I’ve never given the subject of Madonna’s legacy much thought. Generally, I think of her influence going only as far as the fingerless gloves I donned for an after-prom outfit my sophomore year in high school. But while cruising around the web the other day, I came upon this article from Salon posing one person’s point-of-view on the impact Madonna has had on American culture. And she brings up some interesting points.
Read the article — it’s good. But to summarize here, the author says that Madonna is responsible for our society’s change in perspective toward sexuality. Certainly, she took a lot of risks in terms of what she said (“Like A Virgin” and “Papa Don’t Preach”) and what she did (“Like A Prayer” and her best-selling coffee table book “Sex”). And she definitely got away with a lot more than anyone would expect of a pop artist. I wish I was a sociologist, because I could have a lot more to say to support or counter this point, but I think it’s worth pondering if you’re into pop culture.

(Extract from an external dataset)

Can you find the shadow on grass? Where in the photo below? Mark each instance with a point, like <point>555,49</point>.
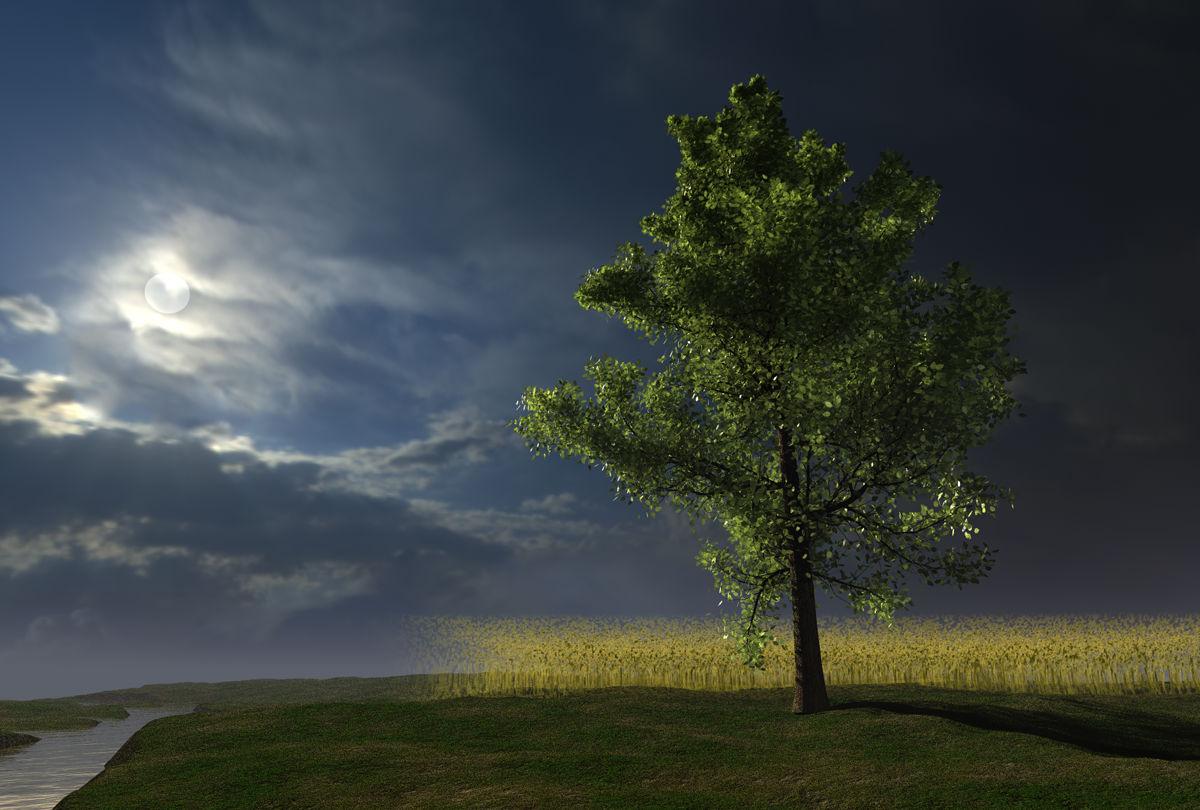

But as a grown woman who adored Madonna for a short while as a teenager, I can vouch for the innocence of this pursuit. While she sexualized almost everything, she also sent a message that told us, “You can do it.” Madonna was from the Midwest, not one of the coasts, but she was cool enough to fit in in New York City. She launched her career with a marginally decent voice and relatively simple songs. She was all the rage because she wore quirky fashions and looked like a teenager in the body of a twenty-something. Her look was attainable, regardless of how pretty, tall or thin you were. She was a model for the any-girl in an era when super models were on the rise.
Just because we liked Madonna didn’t mean that we were going emulate her sexual behavior. And we felt that if we ever met Madonna, she’d be totally ok with that. After all, she did tell us “don’t go for second best” and that we “deserve the best in life.” What an incredible message for a young lady to hear.